Apantesis complicata
- Conservation status: Critically Imperiled (NatureServe)

Scientific classification
- Kingdom: Animalia
- Phylum: Arthropoda
- Class: Insecta
- Order: Lepidoptera
- Superfamily: Noctuoidea
- Family: Erebidae
- Subfamily: Arctiinae
- Genus: Apantesis
- Species: A. complicata
- Binomial name: Apantesis complicata (Walker, [1865])
- Synonyms: Grammia complicata (Walker, 1865); Arctia quenselii ab. complicata Walker, [1865]; Apantesis ornata complicata;

= Apantesis complicata =

- Authority: (Walker, [1865])
- Conservation status: G1
- Synonyms: Grammia complicata (Walker, 1865), Arctia quenselii ab. complicata Walker, [1865], Apantesis ornata complicata

Species of moth

Apantesis complicata is a moth of the family Erebidae. It was described by Francis Walker in 1865. It is found on south-eastern Vancouver Island and several Gulf Islands of British Columbia and Washington.
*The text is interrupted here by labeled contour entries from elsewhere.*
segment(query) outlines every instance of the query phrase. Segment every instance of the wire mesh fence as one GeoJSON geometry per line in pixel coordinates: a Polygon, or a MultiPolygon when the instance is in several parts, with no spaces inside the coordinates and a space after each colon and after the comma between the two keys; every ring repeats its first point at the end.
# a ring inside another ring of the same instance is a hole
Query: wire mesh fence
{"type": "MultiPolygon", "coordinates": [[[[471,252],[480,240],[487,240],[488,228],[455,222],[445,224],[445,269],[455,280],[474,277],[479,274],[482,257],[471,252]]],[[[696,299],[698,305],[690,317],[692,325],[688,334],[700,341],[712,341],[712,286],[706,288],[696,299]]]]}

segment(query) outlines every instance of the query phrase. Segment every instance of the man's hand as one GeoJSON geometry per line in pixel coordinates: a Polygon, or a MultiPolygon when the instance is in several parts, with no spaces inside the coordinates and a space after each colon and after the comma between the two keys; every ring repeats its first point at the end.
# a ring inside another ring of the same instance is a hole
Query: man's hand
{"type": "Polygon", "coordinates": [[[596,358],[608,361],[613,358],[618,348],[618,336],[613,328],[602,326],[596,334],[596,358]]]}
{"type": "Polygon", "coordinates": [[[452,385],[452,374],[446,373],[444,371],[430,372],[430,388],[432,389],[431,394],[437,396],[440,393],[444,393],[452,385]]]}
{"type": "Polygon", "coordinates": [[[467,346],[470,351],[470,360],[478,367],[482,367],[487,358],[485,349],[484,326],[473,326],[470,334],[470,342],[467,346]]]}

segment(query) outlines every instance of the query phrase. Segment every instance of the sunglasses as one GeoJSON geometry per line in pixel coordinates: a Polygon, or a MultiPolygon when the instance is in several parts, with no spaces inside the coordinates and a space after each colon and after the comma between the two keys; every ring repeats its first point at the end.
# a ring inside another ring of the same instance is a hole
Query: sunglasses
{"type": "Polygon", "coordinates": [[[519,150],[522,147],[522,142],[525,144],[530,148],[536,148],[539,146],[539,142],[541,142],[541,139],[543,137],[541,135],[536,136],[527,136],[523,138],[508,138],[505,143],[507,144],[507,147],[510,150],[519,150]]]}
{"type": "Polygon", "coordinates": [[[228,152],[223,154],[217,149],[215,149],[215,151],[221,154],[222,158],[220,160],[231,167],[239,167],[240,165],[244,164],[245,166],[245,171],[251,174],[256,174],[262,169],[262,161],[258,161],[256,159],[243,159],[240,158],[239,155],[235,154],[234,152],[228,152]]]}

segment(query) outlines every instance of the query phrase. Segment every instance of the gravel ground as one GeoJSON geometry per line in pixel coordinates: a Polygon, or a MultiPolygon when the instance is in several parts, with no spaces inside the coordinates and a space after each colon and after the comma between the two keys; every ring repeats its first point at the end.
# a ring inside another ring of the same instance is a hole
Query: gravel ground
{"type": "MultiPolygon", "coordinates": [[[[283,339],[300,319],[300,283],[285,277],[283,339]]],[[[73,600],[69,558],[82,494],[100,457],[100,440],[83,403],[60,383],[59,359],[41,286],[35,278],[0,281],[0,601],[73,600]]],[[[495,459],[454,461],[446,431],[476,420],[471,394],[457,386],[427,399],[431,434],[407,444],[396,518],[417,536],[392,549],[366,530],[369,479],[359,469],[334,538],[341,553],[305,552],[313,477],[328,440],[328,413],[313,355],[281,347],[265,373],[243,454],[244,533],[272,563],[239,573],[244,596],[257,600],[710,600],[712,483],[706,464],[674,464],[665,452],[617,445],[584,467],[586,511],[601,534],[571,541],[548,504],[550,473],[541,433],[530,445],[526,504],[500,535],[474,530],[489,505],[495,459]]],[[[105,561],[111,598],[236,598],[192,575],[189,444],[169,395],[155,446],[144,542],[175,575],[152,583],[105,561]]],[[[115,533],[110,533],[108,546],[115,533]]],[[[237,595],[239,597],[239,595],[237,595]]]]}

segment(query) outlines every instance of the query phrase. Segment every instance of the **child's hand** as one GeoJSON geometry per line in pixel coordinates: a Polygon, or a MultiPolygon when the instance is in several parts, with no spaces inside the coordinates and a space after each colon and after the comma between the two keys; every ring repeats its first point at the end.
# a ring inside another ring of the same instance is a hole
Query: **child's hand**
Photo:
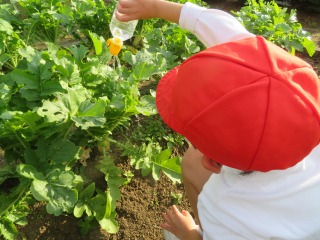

The habitat consists of dry Garry oak meadows and sandy beaches.

The length of the forewings is 15.7 mm. Adults are on wing from late May to mid-June.

This species was formerly a member of the genus Grammia, but was moved to Apantesis along with the other species of the genera Grammia, Holarctia, and Notarctia.